Hi all;
This email is cross-posted to Discourse:
https://discourse.gnome.org/t/new-gnome-versioning-scheme/4235
Please, use Discourse to ask further questions or clarifications.
After various off-line/in person talks, last year I started [a
discussion][0] on Discourse about the existing version scheme of GNOME.
[This topic][1] was also raised in July, and discussed at the release team
meeting during GUADEC. Now that the GNOME 3.37 development cycle is over,
and 3.38 is out of the door, it's time to draw this issue to its conclusion.
In the interest of clarity, I'll present the conclusion first, and then try
to answer common questions. The questions summarise the feedback and
iterations of the change; feel free to read the whole topic on Discourse if
you wish to understand what led to the final form of this change.
## The new GNOME versioning scheme
The next version of GNOME, due to be released in March 2021, will be GNOME
40.
The GNOME 40 development cycle will have three releases:
- 40.alpha
- 40.beta
- 40.rc
Followed by the first stable release, 40.0. Every subsequent stable release
will increment the minor component by 1, so:
- 40.1, 40.2, 40.3, …
After the 40.0 release in March 2021, the next version of GNOME will be 41,
and will follow the exact same pattern.
To recap:
- the new versioning scheme starts at 40
- each new development cycle will increment the version by 1
- each development cycle will have three releases: alpha, beta, rc
(release candidate)
- the first stable release will have a minor version of 0
- each stable release will increment the minor version by 1
## Adopting the new versioning scheme
The new version will be visible in the following components:
- the "GNOME version" field of the "About" section in GNOME Control Center
- the version of GNOME in the Tour application
- the application version in the "About" dialog of core GNOME applications
Additionally, the version of the SDK and Platform run times will follow the
same versioning scheme, so you will depend on, for instance,
org.gnome.Platform//40.
If you maintain an application that is not in the list above, then you can
keep following your own versioning scheme.
Libraries in the platform are not expected to change their existing
versioning scheme, but they are still expected to follow the release
cadence of GNOME, with *at least* an alpha, beta, and rc releases.
If your GNOME core application provides an API—for instance, for
plugins—you can version the programming interface however you prefer, as
long as the user visible version of the application follows the GNOME
scheme.
## Frequently Asked Questions
Q: Why do we need a new versioning scheme?
A: After nearly 10 years of 3.x releases, the minor version number is
getting unwieldy. It is also exceedingly clear that we're not going to bump
the major version because of technological changes in the core platform,
like we did for GNOME 2 and 3, and then piling on a major UX change on top
of that. Radical technological and design changes are too disruptive for
maintainers, users, and developers; we have become pretty good at iterating
design and technologies, to the point that the current GNOME platform, UI,
and UX are fairly different from what was released with GNOME 3.0, while
still following the same design tenets.
Q: Why start at 40?
A: Because the next version would be 3.40, and it's a nice, round number.
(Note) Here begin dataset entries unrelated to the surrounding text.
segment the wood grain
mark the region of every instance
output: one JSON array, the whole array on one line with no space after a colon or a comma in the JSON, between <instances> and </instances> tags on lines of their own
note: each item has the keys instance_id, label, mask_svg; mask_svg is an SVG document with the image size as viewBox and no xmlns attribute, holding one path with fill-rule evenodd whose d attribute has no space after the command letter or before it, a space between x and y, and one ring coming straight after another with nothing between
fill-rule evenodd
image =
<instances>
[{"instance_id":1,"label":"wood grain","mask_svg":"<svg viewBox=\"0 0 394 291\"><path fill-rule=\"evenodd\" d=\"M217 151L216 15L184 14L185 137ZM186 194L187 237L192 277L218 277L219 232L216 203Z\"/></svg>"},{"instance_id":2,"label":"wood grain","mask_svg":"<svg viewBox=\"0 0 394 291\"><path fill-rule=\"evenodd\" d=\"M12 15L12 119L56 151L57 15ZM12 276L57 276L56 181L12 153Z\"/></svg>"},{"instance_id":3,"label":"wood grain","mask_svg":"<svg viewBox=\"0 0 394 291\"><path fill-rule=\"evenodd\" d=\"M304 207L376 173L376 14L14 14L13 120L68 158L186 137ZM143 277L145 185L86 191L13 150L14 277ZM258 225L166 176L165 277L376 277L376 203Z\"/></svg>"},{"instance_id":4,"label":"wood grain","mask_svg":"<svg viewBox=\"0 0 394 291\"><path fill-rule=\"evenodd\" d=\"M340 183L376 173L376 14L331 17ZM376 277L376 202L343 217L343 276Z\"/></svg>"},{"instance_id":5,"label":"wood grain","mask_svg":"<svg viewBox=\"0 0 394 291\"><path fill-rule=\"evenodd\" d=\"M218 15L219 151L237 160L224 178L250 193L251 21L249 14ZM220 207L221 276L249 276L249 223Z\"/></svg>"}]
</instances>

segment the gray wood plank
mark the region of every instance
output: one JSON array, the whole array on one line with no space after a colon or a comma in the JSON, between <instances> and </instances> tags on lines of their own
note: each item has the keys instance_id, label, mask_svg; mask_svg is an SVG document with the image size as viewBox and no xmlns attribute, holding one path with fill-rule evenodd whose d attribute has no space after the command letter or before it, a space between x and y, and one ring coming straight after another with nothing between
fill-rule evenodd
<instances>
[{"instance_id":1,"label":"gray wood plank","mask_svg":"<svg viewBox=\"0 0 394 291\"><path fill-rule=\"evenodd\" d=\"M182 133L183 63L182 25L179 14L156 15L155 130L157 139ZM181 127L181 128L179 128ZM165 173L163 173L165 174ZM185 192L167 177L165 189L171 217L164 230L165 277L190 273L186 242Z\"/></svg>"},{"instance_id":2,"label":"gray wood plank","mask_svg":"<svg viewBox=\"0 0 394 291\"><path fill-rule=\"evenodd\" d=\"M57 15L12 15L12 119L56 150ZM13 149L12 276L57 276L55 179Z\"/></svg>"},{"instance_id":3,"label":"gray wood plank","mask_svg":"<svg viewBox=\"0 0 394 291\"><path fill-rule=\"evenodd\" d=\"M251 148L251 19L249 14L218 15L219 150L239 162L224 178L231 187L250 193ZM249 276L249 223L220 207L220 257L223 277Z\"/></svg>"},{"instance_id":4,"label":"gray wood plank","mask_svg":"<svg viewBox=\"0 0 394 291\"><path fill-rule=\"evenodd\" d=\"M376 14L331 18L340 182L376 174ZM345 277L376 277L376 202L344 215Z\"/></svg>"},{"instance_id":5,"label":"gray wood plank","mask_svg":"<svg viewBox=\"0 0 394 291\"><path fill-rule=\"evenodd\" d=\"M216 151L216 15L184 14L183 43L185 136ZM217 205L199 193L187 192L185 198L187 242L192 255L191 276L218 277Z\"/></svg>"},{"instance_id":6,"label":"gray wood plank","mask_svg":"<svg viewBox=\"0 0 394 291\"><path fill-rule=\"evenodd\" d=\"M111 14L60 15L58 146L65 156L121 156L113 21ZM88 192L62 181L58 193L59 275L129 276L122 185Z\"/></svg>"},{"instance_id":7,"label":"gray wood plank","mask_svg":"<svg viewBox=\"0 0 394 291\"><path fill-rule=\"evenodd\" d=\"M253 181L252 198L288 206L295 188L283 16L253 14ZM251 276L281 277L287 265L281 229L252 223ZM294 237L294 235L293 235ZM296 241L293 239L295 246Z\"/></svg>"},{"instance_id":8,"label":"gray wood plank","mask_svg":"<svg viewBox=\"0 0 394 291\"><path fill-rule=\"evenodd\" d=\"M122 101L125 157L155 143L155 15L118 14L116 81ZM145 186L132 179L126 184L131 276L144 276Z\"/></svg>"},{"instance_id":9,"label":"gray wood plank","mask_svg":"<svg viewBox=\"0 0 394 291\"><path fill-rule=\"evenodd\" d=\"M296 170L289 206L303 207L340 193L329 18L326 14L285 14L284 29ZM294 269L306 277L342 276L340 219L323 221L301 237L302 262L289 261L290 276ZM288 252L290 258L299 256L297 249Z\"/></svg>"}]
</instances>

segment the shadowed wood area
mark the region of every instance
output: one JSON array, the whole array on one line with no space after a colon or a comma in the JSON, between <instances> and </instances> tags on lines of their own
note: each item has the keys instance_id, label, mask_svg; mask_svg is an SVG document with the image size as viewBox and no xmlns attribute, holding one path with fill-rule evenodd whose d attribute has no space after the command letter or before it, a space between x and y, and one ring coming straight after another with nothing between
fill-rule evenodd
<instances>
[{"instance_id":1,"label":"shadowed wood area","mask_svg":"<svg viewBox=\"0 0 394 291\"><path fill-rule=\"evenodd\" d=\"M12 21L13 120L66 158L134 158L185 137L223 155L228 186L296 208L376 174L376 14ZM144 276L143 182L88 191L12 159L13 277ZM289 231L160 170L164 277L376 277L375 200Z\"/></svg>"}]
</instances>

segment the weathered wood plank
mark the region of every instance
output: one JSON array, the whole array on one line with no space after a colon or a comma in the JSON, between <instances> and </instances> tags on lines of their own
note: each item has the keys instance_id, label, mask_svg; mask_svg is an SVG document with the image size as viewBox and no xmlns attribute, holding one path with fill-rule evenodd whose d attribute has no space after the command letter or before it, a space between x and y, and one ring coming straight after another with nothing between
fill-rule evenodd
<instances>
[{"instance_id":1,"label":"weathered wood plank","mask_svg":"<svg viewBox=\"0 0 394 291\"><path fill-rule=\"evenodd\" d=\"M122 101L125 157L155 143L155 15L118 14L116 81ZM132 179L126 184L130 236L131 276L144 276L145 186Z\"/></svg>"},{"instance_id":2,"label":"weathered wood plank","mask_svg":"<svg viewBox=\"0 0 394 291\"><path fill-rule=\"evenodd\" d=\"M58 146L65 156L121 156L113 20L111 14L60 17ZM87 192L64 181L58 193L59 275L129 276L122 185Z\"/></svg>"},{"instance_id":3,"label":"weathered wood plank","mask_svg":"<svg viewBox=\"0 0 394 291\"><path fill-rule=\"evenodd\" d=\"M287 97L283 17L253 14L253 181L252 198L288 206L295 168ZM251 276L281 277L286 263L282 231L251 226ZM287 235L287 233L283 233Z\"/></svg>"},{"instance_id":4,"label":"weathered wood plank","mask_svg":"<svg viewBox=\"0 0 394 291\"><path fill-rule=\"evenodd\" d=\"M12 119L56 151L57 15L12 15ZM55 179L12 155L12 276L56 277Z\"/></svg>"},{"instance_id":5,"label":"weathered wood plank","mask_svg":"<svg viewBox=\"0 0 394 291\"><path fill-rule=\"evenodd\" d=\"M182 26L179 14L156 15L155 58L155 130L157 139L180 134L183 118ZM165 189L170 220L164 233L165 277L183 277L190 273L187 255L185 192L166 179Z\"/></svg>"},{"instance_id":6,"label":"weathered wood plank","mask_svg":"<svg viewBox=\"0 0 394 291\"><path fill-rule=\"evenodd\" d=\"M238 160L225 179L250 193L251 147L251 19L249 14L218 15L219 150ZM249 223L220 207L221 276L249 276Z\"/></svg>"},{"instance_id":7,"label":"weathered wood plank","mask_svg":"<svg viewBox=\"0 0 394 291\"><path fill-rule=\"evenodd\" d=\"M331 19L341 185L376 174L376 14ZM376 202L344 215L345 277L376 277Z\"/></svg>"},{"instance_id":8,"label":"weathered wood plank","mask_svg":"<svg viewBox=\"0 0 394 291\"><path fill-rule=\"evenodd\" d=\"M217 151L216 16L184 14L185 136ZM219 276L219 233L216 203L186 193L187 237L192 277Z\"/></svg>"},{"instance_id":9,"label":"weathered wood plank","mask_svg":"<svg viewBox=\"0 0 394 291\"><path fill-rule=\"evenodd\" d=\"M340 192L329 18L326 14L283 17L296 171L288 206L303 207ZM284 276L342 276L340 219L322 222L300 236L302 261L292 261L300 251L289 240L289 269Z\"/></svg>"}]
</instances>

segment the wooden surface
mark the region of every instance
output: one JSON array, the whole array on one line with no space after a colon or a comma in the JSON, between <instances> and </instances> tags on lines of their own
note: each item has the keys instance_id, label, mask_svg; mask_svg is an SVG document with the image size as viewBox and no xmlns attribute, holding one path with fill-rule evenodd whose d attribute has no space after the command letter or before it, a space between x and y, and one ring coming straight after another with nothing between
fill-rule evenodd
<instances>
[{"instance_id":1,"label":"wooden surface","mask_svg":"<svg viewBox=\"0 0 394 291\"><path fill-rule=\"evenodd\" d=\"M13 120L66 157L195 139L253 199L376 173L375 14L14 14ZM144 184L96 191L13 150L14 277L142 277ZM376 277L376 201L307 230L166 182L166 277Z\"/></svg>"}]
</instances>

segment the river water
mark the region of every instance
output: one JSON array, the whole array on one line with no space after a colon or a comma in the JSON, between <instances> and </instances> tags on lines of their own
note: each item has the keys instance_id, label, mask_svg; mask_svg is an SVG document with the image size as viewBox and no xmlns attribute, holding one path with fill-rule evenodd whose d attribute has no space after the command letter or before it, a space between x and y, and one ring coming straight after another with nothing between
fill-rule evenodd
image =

The 3.38 release was the 40th release of GNOME, but this discussion came
too late in the cycle to effectively switch, so we can say that, if you
start counting at zero, the next cycle would be the 40th release of GNOME.
By using 40 as the base, we acknowledge what came before, and we don't
introduce a large discontinuity in the number progression, which is
somewhat the point of this change.
Q: Why not 4.0?
A: With GTK 4.0 being released during the next development cycle, calling
the next version of GNOME "4.0" would have unfortunate/unintended
implications about the platform, especially from an engagement and
marketing perspective. We want to decouple GNOME from deep changes in the
application development platform, so that GTK can be released more often,
and [provide "long term support" major versions][2], instead of delaying
development cycles that inevitably end up into "rewrite the world" events.
GNOME is not just a technological platform, but also a set of design
guidelines and an [ethos][3], and bumping the major version along with GTK
does not reflect that.
Q: Why not using the year/month scheme?
A: While date-based versioning schemes do make it easier to resolve the
issues of "when was this version of GNOME released" and "how old is my
version of GNOME compared to the latest one", they still rely on knowing
that the version number is, indeed, date based. Even the "gold standard" of
date-based releases, Ubuntu, has users confused about the version numbers,
as outlined in multiple topics on different user support forums.